JEDDAH: A four-day event is to be held in Old Jeddah to mark Saudi National Day with activities organized by the Prince Mohammed bin Salman bin Abdul Aziz Foundation, known as Misk.
The events, which kicked off in the Al-Balad area on Sept. 20 and run from 6 p.m. to 12 a.m, aim to highlight the most important historical monuments through displaying activities related to the Kingdom’s unification. Historical Jeddah is one of UNESCO’s World Heritage Sites.
The event will run until Sep 23. In all 22 cultural activities and entertainments have been organized.
Visitors were welcomed in a traditional Saudi way of welcoming guests through singing folk songs that include Arabic poetry. The songs were performed by Yousef Al-Zubairi, who has participated in many national events. He has been performing Hijazi folk songs for more than 13 years.
Yousef Al-Zubairi told Arab News: “I welcome the visitors so that they feel cherished by being here, especially when they come in large groups. I perform the Hijazi hymns called Majassat, it is a traditional folk song.”
The event also included an exhibition of the ‘Hijazi dances’ and ‘Haret Zaman’, which embodies the city of Jeddah during the last 80 years.
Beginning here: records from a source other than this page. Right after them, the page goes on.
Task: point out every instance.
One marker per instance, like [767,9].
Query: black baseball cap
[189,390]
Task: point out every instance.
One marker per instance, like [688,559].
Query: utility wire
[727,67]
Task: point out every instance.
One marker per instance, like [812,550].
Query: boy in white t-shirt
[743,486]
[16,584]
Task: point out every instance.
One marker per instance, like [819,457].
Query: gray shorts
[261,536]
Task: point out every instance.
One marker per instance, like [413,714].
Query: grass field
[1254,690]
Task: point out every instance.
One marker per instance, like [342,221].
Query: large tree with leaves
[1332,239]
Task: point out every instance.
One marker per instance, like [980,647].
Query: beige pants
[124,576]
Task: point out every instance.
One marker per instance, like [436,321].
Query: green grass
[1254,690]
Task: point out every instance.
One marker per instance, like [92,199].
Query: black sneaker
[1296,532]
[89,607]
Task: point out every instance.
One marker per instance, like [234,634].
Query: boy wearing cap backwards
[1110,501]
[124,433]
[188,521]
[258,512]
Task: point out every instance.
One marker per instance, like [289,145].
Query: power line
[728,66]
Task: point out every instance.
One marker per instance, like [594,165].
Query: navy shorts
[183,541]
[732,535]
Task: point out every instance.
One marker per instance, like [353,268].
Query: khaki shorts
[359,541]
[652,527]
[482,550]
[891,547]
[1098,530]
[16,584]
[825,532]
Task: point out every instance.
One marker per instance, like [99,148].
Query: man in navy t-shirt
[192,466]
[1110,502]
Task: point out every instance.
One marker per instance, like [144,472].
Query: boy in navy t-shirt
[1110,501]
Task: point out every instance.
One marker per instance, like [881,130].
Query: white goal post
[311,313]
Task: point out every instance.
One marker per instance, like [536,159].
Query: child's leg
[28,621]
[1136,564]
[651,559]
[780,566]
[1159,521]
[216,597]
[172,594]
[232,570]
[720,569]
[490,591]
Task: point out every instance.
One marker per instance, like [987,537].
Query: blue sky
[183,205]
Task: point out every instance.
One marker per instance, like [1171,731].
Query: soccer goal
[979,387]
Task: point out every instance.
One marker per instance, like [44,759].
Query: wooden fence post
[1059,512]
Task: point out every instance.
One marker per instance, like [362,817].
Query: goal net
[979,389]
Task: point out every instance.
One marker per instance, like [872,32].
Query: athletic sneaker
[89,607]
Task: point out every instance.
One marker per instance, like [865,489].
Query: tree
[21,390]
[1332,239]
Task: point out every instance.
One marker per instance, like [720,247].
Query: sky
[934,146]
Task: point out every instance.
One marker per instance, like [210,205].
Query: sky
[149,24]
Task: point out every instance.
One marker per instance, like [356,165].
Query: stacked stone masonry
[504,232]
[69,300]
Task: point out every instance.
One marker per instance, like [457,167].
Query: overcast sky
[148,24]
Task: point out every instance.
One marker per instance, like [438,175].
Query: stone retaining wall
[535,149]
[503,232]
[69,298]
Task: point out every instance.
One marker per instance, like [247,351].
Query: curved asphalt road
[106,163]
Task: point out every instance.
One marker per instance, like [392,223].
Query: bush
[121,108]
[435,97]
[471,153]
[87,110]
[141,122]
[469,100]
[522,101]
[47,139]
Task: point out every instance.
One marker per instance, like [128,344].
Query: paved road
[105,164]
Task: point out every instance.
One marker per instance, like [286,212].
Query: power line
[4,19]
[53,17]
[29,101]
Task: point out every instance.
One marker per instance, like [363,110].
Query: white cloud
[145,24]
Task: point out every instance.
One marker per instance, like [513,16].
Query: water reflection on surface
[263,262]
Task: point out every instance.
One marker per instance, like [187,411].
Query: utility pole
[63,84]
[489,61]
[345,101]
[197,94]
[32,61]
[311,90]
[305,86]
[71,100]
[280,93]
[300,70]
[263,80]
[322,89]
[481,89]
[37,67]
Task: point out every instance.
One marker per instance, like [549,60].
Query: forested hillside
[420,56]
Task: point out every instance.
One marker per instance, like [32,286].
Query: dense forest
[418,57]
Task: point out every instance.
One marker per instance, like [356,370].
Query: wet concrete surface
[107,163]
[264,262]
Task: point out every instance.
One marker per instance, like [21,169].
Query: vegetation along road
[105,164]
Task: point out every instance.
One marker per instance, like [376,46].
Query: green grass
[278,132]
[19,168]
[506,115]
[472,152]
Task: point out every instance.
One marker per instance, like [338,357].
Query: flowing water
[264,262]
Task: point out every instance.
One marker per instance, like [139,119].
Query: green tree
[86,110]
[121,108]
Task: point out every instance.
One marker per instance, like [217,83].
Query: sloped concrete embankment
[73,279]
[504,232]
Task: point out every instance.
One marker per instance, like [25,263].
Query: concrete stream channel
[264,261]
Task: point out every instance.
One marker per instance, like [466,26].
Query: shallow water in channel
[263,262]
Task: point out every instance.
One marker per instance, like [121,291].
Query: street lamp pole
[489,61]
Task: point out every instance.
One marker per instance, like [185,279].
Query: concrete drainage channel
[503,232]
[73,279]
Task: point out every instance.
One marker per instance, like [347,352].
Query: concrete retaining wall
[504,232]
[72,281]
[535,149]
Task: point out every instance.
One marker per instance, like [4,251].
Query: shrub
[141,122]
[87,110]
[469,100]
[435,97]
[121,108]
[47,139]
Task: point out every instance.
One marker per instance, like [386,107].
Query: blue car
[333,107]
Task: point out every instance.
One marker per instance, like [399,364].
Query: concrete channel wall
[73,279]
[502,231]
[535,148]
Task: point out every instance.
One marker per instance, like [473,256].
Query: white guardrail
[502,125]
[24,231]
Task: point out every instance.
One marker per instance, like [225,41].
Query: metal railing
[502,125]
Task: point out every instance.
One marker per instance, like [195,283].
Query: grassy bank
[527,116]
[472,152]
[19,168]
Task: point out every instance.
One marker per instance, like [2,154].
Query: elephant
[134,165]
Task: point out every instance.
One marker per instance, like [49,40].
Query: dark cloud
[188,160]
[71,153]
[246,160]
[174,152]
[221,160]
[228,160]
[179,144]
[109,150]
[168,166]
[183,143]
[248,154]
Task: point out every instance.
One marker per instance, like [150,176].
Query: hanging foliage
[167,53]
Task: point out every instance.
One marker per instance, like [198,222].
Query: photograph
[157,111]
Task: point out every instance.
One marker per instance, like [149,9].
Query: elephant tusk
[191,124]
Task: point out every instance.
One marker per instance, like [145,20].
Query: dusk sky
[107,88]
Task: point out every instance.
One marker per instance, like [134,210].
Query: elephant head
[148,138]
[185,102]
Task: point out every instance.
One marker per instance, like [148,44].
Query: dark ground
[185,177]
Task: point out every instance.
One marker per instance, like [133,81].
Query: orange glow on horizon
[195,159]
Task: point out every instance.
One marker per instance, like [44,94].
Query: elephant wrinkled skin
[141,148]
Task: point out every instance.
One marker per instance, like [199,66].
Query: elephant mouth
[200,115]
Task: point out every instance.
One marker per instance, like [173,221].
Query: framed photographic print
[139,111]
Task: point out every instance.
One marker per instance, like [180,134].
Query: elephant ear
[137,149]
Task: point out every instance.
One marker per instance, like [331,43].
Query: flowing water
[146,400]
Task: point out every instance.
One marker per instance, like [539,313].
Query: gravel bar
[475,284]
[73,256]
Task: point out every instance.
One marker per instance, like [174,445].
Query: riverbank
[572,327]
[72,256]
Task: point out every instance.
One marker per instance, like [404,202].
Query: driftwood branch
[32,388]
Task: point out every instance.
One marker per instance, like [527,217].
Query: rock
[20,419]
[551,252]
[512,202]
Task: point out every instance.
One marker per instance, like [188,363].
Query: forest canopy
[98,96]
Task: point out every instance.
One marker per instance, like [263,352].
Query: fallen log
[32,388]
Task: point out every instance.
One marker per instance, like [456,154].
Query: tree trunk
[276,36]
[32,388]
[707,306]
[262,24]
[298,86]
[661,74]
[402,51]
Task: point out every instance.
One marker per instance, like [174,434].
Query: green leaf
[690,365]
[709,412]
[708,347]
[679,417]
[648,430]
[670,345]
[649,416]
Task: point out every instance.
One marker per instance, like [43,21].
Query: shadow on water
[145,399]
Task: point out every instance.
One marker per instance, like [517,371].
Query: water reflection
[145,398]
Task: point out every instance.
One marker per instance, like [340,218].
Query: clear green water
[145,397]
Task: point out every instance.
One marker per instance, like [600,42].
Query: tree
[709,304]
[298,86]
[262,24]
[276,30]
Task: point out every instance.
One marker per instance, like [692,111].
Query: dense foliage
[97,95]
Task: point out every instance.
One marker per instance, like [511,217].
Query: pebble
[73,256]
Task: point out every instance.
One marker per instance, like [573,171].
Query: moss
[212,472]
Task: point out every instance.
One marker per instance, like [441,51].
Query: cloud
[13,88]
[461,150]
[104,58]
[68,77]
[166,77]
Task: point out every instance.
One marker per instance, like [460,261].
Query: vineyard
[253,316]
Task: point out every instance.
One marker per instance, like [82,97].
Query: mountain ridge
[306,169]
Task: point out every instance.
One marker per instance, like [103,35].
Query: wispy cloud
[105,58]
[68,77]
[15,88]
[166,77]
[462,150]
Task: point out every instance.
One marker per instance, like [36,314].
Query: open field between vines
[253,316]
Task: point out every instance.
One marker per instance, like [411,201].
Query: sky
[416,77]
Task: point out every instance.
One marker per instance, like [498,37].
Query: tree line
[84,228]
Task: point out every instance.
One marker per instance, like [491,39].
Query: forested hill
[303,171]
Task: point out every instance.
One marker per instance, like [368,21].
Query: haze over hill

An open exhibition of handicrafts and traditional dishes has also been laid on.
A number of famous Saudi media influencers attended the event including poet Adwa Al-Dakheel and singer Hisham Abdulrahman.
A 25-meter mural was created by a team of four Saudi artists to mark the day and express their feelings.
Faisal Arif, one of the organizers, said: “The mural contains many distinctive features that personalize the National Day including the new logo of the national day and many prominent symbols related to the Kingdom.”
Abdul Aziz Al-Andanosi, the founder of the art team and owner of Dhad art store, told Arab News: “The mural features parts of the national anthem and many other slogans such as NEOM and Vision 2030.”
A special space has been allocated to a group of talented painters and hobbyists to display their paintings that express their love and gratitude to Saudi Arabia.
Museum of historic items
A number of museums were opened to visitors as part of the event.
Abeer Bashmakh, a fan of Saudi history and archaeology, volunteers each year to spread the knowledge and civilization of the Kingdom to others, introducing visitors to the beauty of Hijazi heritage.
Bashmakh tells visitors about the history of the Hijaz and the historical items found in the Hijaz area, such as ancient Islamic inscriptions.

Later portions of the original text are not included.